An excellent article by Tim Harford, and I agree with him on all 4 of the measures he suggests.

"Banks have let us down, but the answer is to reform the banks, not tax financial transactions. ... I?d modestly suggest a combination of stricter capital requirements, closer supervision, better bankruptcy procedures for banks and charges for the taxpayer?s underwriting of banks? balance sheets."

Yes. Note that Harford is advocating greatly increased regulation (as indeed is everyone who does not work in the financial services sector). Note that he does not say that crashes are fine, nor does he say that we should "let the market decide". He is advocating 4 measures which will really hurt the banks, that will make them squeal loudly to prevent such regulation being put into place.

Sadly it's not really an article that supports your case, Xenia.

Babyonboardinthesticks · 20/02/2010 22:26

Good point. Well we'll have to see what happens, probably not much.

clever1 · 23/02/2010 12:38

I think, in principle, it's a great idea. The amount of money estimated to eradicate child poverty in the UK is £4bn, and if the sums are correct and the money made from the bank transactions actually does reach the intended beneficiaries, then we can end child poverty in this country.

I don't really have a brilliant grasp of economics, but I am wondering how there is so much split opinion about the Robin Hood Tax. Some economists say it is workable, others say it's not.

Like many posters here, I'm concerned that the banks, who for so long have made astronomical profits, won't be keen to take this on for fear of losing out on their bonuses.
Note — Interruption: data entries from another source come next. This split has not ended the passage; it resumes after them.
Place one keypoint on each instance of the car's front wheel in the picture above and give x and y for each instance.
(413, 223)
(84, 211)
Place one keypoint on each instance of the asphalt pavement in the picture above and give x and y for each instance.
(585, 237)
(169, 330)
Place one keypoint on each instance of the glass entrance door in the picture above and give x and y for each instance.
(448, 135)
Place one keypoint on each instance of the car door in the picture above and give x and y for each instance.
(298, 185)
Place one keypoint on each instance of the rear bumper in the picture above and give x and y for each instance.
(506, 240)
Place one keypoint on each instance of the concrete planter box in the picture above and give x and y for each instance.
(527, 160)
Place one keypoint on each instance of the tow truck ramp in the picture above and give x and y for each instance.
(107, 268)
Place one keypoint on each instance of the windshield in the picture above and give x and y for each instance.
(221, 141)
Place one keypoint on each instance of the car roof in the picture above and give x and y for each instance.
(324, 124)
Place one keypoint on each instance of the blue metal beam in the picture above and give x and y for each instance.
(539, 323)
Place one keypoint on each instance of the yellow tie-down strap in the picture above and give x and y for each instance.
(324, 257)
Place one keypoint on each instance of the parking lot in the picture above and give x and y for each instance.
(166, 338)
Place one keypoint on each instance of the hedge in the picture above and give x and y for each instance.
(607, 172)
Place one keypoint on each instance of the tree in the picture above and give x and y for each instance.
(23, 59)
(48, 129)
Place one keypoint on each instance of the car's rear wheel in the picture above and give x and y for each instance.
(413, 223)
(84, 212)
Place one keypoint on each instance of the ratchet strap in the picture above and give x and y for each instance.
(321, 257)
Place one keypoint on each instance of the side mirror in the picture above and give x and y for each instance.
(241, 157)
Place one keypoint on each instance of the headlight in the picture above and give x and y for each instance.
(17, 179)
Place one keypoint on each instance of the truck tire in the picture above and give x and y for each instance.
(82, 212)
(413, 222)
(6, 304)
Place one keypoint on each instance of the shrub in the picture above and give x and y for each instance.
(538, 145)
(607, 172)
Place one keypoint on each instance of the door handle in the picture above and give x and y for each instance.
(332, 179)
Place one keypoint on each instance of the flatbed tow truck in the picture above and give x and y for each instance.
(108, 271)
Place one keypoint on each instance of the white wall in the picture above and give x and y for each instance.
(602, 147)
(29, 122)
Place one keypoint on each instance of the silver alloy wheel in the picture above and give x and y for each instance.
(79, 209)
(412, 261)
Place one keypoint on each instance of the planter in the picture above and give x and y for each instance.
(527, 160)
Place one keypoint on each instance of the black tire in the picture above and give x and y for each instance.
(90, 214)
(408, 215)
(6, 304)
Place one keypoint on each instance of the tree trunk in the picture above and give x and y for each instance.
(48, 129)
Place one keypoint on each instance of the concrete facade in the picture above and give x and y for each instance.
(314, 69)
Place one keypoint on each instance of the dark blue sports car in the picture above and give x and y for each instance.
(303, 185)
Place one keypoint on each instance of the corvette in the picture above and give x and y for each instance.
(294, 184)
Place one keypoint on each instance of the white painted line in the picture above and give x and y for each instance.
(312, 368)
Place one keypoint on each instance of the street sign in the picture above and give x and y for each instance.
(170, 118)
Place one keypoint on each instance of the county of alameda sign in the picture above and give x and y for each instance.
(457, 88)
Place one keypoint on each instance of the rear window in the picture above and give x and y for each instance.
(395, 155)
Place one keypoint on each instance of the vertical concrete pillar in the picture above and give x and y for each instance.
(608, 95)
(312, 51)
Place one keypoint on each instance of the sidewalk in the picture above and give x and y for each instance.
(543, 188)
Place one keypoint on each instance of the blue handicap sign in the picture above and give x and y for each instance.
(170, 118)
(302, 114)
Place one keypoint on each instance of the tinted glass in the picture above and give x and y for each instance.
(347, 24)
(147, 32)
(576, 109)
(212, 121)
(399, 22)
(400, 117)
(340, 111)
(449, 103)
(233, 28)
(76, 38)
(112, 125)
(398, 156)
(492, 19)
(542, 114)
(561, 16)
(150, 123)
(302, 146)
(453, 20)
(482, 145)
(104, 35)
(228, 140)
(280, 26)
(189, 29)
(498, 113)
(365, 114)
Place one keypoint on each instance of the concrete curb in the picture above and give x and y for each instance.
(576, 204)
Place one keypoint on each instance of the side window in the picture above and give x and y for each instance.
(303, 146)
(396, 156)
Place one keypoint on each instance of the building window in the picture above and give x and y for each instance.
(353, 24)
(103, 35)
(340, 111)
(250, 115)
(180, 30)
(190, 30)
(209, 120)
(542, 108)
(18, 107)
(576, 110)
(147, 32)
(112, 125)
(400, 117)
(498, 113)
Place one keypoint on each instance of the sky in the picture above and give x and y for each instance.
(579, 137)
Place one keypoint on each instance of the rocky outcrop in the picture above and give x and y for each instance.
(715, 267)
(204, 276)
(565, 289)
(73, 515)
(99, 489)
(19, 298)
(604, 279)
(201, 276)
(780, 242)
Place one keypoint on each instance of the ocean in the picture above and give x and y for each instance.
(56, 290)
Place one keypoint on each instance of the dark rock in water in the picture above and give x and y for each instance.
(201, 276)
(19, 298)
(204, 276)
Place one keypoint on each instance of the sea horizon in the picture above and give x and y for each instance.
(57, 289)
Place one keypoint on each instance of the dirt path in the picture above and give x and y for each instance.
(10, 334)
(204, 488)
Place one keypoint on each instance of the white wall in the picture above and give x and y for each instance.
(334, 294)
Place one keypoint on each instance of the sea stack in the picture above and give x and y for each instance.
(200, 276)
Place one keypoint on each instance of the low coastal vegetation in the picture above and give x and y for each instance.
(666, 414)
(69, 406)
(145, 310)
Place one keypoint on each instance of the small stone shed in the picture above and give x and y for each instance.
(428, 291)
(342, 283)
One of the risks in UK banks taking on the Robin Hood Tax is that they could decide to up sticks and trade in countries that don't enforce the tax, thus making the UK less of a financial force to be reckoned with, which in turn could lead to overseas industries being reluctant to invest in the UK. For it to work, as far as I can see, ALL major banks worldwide would have to agree to this. If the climate conference in Copenhagen last year is anything to go by, getting everyone to agree to an action that benefits the world and everyone on it, getting world banks on board with the Robin Hood Tax is a big, big ask.

I'd love to live in a world where there was a fairer distribution of wealth. But, sadly, money IS power and the banks are VERY powerful.